Computed tomography myelography at the C2 level (A) and sagittal T2-weighted magnetic resonance imaging of the cervical spine (B) 2 weeks after epidural patching with fibrin glue showing no cerebrospinal fluid leak.

COMMENTS

This case illustrates that epidural patching with fibrin glue may be a good alternative to autologous blood, when epidural blood patching does not result in resolution of the symptoms in patients with spontaneous intracranial hypotension. Intracranial hypotension, which is characterized by orthostatic headache, dizziness, tinnitus, and improvement of the symptoms in the supine position, is often encountered after spinal anesthesia. It has thus been referred to as postspinal headache. In most cases, symptoms resolve with bed rest and adequate hydration. Even if the headache persists, epidural patching with autologous blood is effective in virtually all patients with postspinal headaches.6

Conversely, spontaneous intracranial hypotension, which occurs without previous dural puncture or neurosurgical procedures, is relatively rare.1,7 Tears in the nerve root sleeves are thought to be responsible for the CSF leak in spontaneous intracranial hypotension. Our patient had a car accident 18 months before the onset of his symptoms, at which time his neck might have been hyperextended. The relation between the accident and the CSF leak at C2 in this patient remains speculative.

In our patient, the CSF opening pressure was not low, and pachymeningeal thickening was not demonstrated on the gadolinium-enhanced MRI performed after admission. We postulate that the long-term CSF leak resulted in a compensatory increase in CSF production. In addition, because he had avoided the head-up position due to postural headache for a prolonged period, the normal intracranial pressure might have been maintained in the recumbent position. We do not believe that the normal CSF opening pressure and MRI findings in this patient contradict the diagnosis of spontaneous intracranial hypotension. In accordance with our notion, Mokri et al described cases of spontaneous intracranial hypotension with normal CSF opening pressures8 and with absent pachymeningeal gadolinium enhancement on MRI,9 and emphasized that these findings do not rule out CSF leakage.

The efficacy of epidural patching with autologous blood in this condition is unknown, although successful treatment with epidural blood patching has been reported.2,10 In our patient, epidural patching with 6 mL and 10 mL of autologous blood resulted in no resolution of the symptoms. Moreover, the CSF continued to leak around the epidural catheter, indicating a persistent CSF leak into the epidural space. Encouraged by reports of the use of fibrin patch in postdural puncture headache,4,5 we applied it to our patient with spontaneous intracranial hypotension. To the best of our knowledge, there have been no previous reports of treatment with epidural fibrin glue for spontaneous intracranial hypotension.

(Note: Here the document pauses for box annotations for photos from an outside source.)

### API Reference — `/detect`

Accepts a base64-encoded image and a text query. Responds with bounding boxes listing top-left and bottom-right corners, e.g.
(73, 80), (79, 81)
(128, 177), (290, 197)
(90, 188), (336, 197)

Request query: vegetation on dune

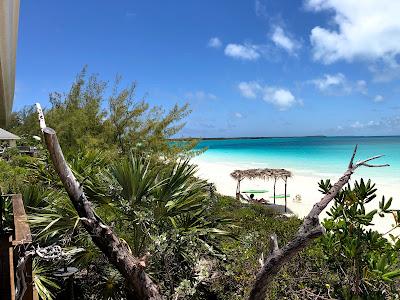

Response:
(8, 68), (196, 157)
(0, 69), (400, 300)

Epidural blood patching is usually performed through a needle advanced into the epidural space. Thus, it may be noteworthy that we used a dwelling epidural catheter instead of a needle. Although the fibrin glue is a viscous fluid, it could be injected through the catheter without great difficulty. The catheter technique may have several advantages in that autologous blood or fibrin glue can be injected close to the site of the leak by adjusting the catheter tip, thus allowing a smaller injected volume, and blood patching can be repeated without the need for needle placement. Furthermore, accidental intrathecal injection of fibrin glue, the effects of which are not known, can be avoided with the catheter technique, when proper epidural spread of contrast material is fluoroscopically confirmed. This may be very important in patients with a CSF leak in the cervicothoracic region. In addition, the CSF leak around the catheter was suggestive of the ineffectiveness of epidural patching with autologous blood, as mentioned above.